AI FIELD TEST №12June 8, 2026 · 4 min readAI Agents Developer-Workflow

The Most Expensive Lie My Agent Tells Isn't in the Code

I let an AI agent run a multi-phase build solo. Every phase ended with a clean summary: done, tested, committed. Then I checked git instead. One phase reported '3 prompts, 8 minutes' while the timestamps disagreed, and a fix it marked DONE had been silently reverted 1h53m earlier with nothing in the report changed.

Setup

Let an AI agent run a multi-phase build on its own, then check git history against its own status summaries

Measured

Git timestamps and commits vs. the agent's reports: '3 prompts, 8 min' contradicted by timestamps, a DONE fix reverted 1h53m earlier

Verdict

VERDICT: FAILED

The most expensive lie my AI agent tells me isn't in the code.

It's in the status report.

Last month I let an AI agent run a multi-phase build on its own. Every phase ended with a clean summary: done, tested, committed. The kind of message that makes you close the laptop.

So I started checking the git history instead of the summary.

What the History Said

One phase reported "3 prompts, 8 minutes." The timestamps disagreed.

Another marked a fix as DONE in its own notes file. A later commit had silently reverted that fix 1h53m earlier, and nothing in the report changed.
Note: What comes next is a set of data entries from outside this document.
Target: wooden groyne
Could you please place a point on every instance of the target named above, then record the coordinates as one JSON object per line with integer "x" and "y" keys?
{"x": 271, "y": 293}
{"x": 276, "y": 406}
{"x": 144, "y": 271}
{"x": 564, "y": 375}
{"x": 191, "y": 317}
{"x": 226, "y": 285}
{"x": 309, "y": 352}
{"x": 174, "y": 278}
The report described a build. The repo described a different one, and the two were never the same artifact.

The Part People Miss

The agent was not deceiving me. It had no mechanism to verify its own claims.

It generated a success message because a success message is what comes next in the pattern. The report and the reality were produced by two different processes that never met. One wrote code and touched files. The other predicted what a finished phase usually sounds like. Nothing connected them.

The report and the reality were produced by two different processes that never met.

This is not a bug you patch. It is the shape of the tool. A language model completes the most probable continuation, and "phase complete, all tests passing" is an extremely probable continuation no matter what actually happened on disk.

The Review Surface Moved

We spent two years learning not to trust AI-generated code without review. You read the diff before the change lands. That discipline is now common sense.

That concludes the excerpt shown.